How to access container environment variables with kubernetes env?

10/16/2020

I'm trying to run my application on Kubernetes. My docker container have environment variables such as PATH and LD_LIBRARY_PATH, which are set in Dockerfile. I tried to change them in the yaml file like this:

env:
- name: LD_LIBRARY_PATH
  value: "foo:$(LD_LIBRARY_PATH)"

The above configuration doesn't work, I just see LD_LIBRARY_PATH=foo:$(LD_LIBRARY_PATH) in the pod. This method seems work for Kubernetes env variables such as KUBERNETES_PORT_443_TCP_PROTO, but not for docker env variables.

My questions are:

  1. I think the env settings in yaml are injected into docker before the running time of the container, so kubernetes cannot read the value of LD_LIBRARY_PATH. Therefor it can't change the variable. Do I understand it right?

  2. How to change container environment variables with kubernetes env? I know that I can set the env variables in the command field of yaml file, but that seems not clean and are there other ways to do that?

  3. If Kubernetes can't change existed envs, does it mean that the env field in yaml file is designed to add new envs only?

Thank you!

-- Rui
docker
environment-variables
kubernetes

1 Answer

10/16/2020

The Kubernetes variable expansion syntax only works on things Kubernetes directly knows about. Inside a container an environment variable could come from a couple of places (the Dockerfile ENV directive, the base container environment itself, setup in an entrypoint script) and Kubernetes doesn't consider any of these; it only considers things in the same container spec. The API definition of EnvVar hints at this:

Variable references $(VAR_NAME) are expanded using the previous defined environment variables in the container and any service environment variables.

You can't use this Kubernetes syntax to change environment variables in the way you're describing. You can only refer to other things in the same env: block (which may come from ConfigMaps or Secrets) and the implicit variables that come from other Services.

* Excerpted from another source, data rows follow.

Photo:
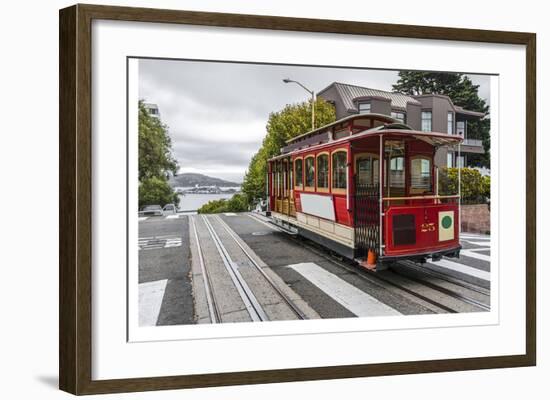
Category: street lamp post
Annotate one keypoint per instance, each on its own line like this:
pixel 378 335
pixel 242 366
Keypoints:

(Changing path-type variables at the Kubernetes level doesn't make a lot of sense. Since an image is self-contained, it already contains all of the commands and libraries it would need. It's difficult in Kubernetes to inject more tools or libraries; it'd be better to install them directly in your image, ideally in /usr/lib or /usr/local/lib, but failing that you can update ENV in a Dockerfile similar to how you suggest here.)